Celeste Gessner, Assistant News Editor
One of the most challenging semesters Utica College has ever faced is almost complete, and now the administration is slowly turning their attention to what the spring semester will look like.
The campus is seeing success with the precautions taken against the virus. But UC is still anticipating being partly online for the spring semester to keep the number of COVID-19 cases low.
Shad Crowe, vice president for emergency management says the upcoming semester is still an unknown target in terms of updated testing and if there will be a vaccine.
“We’ve been very successful, with that being said we are not going to plan for anything other than what is happening right now,” Crowe said. “In other words, we’re going to continue with the current testing regiment.”
Crowe said the same protocols will remain in place until there is a safe and healthy environment for students. This means students still have to be tested every week, follow social-distancing in academic buildings, in the dining hall and keep the mix of hybrid classes to limit how many students are on campus at once.

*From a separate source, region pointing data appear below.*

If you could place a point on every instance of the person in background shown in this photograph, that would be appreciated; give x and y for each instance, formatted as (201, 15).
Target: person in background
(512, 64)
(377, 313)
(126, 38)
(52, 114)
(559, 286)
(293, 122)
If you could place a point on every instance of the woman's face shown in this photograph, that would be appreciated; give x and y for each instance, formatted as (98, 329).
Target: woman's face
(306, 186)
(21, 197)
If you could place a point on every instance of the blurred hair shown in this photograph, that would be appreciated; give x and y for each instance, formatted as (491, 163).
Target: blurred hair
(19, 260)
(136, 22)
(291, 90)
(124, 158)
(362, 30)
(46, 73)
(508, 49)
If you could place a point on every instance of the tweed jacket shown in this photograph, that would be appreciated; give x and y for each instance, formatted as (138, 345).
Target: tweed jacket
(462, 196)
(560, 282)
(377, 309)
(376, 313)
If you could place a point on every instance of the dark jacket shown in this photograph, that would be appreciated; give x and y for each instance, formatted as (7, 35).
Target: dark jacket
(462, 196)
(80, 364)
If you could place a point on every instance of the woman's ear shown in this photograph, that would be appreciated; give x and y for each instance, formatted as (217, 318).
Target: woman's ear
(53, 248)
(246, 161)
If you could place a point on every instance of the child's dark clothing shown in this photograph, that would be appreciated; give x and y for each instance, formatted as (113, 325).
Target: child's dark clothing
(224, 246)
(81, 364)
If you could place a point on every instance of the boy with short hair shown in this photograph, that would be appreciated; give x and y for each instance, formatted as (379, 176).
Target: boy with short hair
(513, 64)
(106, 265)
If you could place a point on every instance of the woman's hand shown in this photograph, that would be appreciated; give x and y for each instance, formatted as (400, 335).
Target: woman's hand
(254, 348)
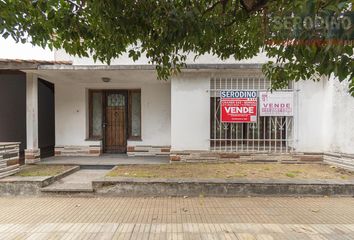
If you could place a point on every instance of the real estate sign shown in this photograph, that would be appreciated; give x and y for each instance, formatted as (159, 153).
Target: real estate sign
(238, 106)
(276, 104)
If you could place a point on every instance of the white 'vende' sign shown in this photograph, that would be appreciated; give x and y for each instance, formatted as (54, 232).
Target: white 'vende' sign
(276, 104)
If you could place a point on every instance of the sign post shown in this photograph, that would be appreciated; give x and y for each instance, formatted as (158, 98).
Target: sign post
(238, 106)
(276, 104)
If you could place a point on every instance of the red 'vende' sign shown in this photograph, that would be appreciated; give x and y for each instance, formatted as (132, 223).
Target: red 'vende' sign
(239, 106)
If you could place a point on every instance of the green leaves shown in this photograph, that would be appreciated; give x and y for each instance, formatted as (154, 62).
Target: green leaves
(291, 31)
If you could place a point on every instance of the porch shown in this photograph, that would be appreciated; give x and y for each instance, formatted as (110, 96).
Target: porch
(105, 160)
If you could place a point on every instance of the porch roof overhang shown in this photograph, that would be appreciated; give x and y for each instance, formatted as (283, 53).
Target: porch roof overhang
(216, 66)
(21, 64)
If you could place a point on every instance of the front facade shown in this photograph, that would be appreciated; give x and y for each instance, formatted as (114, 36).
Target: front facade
(123, 108)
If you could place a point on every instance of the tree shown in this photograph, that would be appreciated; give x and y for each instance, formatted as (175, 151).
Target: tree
(307, 38)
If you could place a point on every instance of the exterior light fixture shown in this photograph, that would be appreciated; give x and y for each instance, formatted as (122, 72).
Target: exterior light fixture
(105, 79)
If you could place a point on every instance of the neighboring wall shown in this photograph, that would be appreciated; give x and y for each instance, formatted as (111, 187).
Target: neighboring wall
(190, 112)
(71, 111)
(325, 120)
(13, 107)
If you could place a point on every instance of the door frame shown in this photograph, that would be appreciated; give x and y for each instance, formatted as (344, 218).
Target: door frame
(105, 93)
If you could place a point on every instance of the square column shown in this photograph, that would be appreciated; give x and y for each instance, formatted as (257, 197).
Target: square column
(32, 153)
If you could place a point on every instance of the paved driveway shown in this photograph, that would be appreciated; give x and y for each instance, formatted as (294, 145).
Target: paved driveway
(176, 218)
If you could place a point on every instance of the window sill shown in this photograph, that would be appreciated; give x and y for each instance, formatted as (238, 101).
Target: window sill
(137, 139)
(93, 139)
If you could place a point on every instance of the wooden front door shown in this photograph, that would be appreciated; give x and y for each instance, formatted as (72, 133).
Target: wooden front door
(115, 122)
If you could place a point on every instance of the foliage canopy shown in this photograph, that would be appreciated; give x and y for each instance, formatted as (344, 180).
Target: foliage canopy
(306, 38)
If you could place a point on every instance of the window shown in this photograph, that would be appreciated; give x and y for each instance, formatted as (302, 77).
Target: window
(97, 105)
(135, 115)
(95, 114)
(269, 134)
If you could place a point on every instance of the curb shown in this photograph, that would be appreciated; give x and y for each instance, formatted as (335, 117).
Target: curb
(221, 187)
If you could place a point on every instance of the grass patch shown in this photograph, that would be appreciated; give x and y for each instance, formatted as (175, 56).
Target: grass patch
(41, 170)
(232, 171)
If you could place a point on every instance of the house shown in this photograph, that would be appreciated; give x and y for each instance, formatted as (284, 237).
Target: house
(205, 112)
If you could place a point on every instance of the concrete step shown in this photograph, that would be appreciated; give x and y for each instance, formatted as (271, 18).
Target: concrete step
(8, 173)
(9, 168)
(67, 190)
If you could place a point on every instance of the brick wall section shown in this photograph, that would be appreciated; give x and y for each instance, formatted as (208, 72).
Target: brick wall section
(190, 156)
(9, 159)
(342, 160)
(148, 150)
(32, 156)
(92, 150)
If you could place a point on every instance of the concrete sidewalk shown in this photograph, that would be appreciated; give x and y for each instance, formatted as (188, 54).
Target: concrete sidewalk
(105, 159)
(176, 218)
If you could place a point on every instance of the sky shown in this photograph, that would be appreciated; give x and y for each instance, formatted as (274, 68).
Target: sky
(9, 49)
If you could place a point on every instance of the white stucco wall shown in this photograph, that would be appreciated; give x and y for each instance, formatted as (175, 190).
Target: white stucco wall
(340, 114)
(325, 116)
(309, 121)
(190, 112)
(71, 111)
(61, 55)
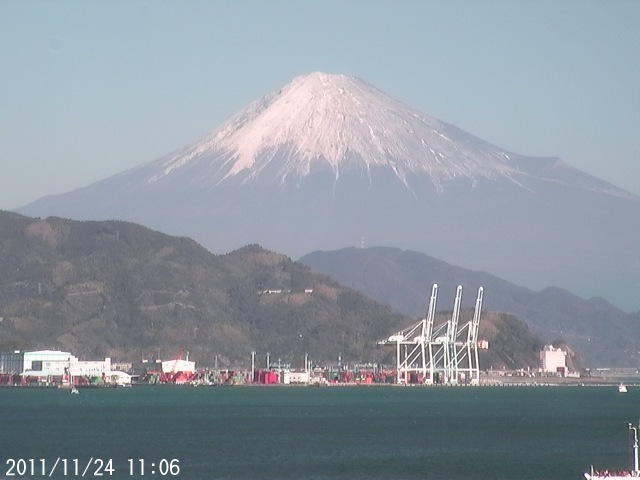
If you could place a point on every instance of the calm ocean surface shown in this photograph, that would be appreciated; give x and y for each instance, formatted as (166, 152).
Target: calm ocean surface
(318, 433)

Crowe is hoping that in the spring, restrictions will be able to loosen up but that is dependent on certain factors.
“We’re hoping we can maybe relax some of those restrictions but again that all depends on the virus and how prevalent it is moving forward into the spring semester,” he said.

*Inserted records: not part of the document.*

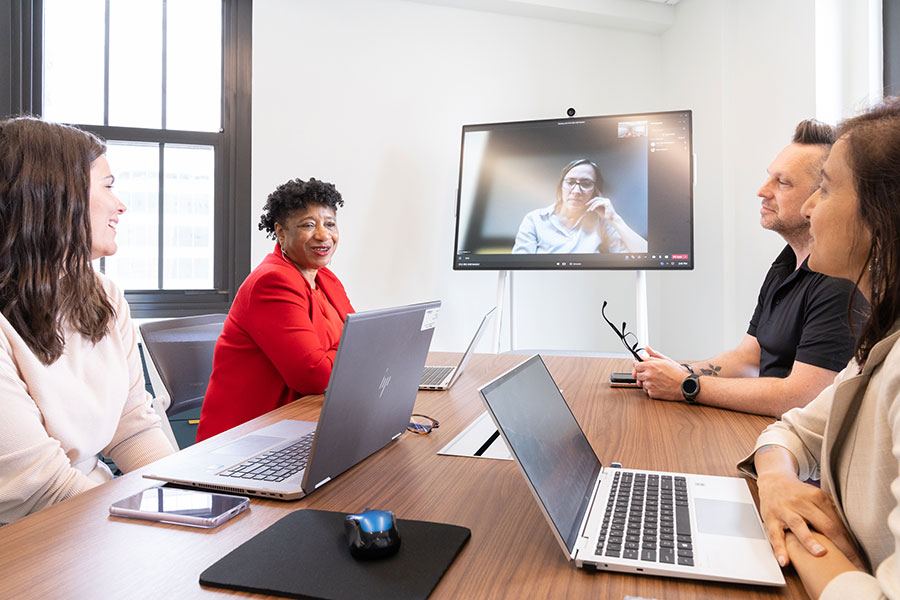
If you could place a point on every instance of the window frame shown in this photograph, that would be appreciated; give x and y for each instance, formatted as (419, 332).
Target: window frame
(890, 19)
(21, 64)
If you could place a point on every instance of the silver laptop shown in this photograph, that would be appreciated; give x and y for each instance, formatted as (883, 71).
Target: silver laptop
(442, 377)
(368, 403)
(648, 522)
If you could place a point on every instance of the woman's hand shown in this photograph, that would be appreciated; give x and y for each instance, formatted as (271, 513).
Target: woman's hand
(788, 504)
(603, 208)
(816, 572)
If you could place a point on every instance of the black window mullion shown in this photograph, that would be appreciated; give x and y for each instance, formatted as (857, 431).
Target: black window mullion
(165, 43)
(161, 212)
(106, 65)
(231, 144)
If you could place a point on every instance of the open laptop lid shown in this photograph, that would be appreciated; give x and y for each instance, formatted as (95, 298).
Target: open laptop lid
(547, 443)
(373, 386)
(471, 349)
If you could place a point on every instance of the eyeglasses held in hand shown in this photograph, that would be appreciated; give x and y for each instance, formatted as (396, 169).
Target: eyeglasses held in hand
(422, 424)
(585, 184)
(629, 339)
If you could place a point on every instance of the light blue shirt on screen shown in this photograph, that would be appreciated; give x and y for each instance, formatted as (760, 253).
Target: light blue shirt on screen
(541, 232)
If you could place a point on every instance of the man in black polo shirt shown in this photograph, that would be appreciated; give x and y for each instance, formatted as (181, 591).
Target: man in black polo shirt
(799, 336)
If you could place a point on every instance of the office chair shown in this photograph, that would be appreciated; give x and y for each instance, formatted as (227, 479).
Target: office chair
(181, 350)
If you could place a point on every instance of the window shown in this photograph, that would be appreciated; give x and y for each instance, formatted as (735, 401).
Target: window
(167, 84)
(891, 47)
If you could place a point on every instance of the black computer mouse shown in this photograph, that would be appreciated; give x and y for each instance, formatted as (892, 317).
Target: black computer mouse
(372, 534)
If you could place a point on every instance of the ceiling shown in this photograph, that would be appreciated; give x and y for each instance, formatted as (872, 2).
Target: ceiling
(648, 16)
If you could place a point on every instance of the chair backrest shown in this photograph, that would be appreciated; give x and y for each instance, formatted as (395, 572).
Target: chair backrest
(181, 350)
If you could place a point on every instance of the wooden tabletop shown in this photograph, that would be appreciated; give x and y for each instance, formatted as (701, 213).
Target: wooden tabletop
(75, 550)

Crowe is hoping for a sense of normalcy at the college. He acknowledged that these restrictions might be uncomfortable to follow but says it’s a lot better than not having a college experience and that students will be able to stay on campus this way.

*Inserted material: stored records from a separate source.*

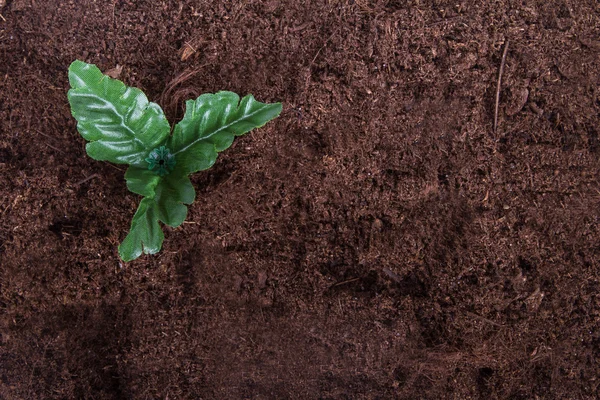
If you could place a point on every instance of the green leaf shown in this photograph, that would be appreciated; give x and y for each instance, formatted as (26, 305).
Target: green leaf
(118, 121)
(210, 124)
(145, 234)
(172, 193)
(141, 181)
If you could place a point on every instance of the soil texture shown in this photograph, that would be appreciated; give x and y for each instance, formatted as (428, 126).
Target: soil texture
(379, 240)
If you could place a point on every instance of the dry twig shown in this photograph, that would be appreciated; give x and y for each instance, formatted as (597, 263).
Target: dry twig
(499, 84)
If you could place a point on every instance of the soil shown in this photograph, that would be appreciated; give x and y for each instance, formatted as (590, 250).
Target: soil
(379, 240)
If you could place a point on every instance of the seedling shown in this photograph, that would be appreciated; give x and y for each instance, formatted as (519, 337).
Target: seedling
(123, 127)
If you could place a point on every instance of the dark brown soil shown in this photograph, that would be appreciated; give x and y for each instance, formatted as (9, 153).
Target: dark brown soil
(377, 241)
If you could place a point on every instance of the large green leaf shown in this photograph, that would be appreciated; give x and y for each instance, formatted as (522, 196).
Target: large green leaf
(145, 234)
(210, 124)
(172, 194)
(118, 121)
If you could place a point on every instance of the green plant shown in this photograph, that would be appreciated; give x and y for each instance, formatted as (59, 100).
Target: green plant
(123, 127)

Most colleges are either already online or shifting to online classes but Utica College is pushing through that barrier to stay open. Crowe thinks that UC is handling the virus at a better rate than other schools. One of the reasons why is because of the students, he continuously credits the students for the campus staying safe.
“I think that if it weren’t for our students taking ownership of their own health and safety and that of their fellow students, we wouldn’t be here,” Crowe said.
Crowe thinks that students should be proud of what they accomplished in terms of the college’s safety to be able to continue their education on-ground. Students are working side-by-side faculty, volunteering information when needed, following the social-distancing orders and participating in testing in order to still have the college experience.